(RE)WRITING HISTORY THROUGH GESTURE AND BODY MOVEMENT

Reading the silence and memories of our bodies

Bora Lee-Kil has always been interested in memory, and within the particular socio-political context of her home country South Korea, in the memory of those whose voices do not resound in the official, patriarchal language – the voices, for example, of women and the deaf. South Korea is a totalitarian and patriarchal society. Being like others is a virtue. Being different means being excluded. Having been raised by two deaf parents, Bora Lee-Kil’s first language is sign language. Her parents’ language isn’t considered a ‘language’ in the eyes of the outside world, but a ‘gesture’ denoting their shortcomings. To Bora, however, the words of gestures and facial expressions are more important than spoken or written words.
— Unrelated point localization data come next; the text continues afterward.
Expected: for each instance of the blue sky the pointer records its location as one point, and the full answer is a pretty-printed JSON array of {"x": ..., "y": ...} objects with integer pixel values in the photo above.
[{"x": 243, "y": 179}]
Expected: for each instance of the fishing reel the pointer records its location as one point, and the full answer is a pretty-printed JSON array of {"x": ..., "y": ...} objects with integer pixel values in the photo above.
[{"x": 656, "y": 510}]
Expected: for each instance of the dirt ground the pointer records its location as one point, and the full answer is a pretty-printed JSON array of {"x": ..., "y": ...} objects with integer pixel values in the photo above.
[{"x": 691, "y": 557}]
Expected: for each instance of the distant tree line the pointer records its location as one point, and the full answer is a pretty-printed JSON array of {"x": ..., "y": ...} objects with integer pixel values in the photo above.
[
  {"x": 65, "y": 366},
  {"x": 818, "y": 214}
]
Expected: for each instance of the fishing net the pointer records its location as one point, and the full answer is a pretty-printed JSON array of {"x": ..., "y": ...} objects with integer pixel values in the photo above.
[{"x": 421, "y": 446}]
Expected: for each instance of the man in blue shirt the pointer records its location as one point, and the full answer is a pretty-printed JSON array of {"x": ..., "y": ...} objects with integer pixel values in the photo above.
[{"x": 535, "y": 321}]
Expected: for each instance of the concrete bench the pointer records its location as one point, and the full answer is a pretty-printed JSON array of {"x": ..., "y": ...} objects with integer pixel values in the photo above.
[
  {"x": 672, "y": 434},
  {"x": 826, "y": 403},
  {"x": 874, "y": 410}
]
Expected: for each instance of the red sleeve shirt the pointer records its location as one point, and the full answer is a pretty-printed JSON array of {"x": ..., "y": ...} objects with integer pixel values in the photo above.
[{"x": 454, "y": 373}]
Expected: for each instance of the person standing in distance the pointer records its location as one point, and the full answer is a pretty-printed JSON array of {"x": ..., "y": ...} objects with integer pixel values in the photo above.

In her research, Bora examines how socio-political history is inscribed in the movements of her body and how the ideas, mechanisms and power of a state and society have become her body’s memory. At the same time, the silence and the hidden, personal memories that cannot be spoken about and have no place in the collective memory are equally inscribed in the body. The body as a space and expression of multiple forces and histories.

Bora has been working on three projects, Pledge of Allegiance, Black Paper and Our Bodies. In this most recent project, Bora investigates how the prohibition of abortion, and the impossibility of talking about it with each other, has affected three generations of women in her family, including herself.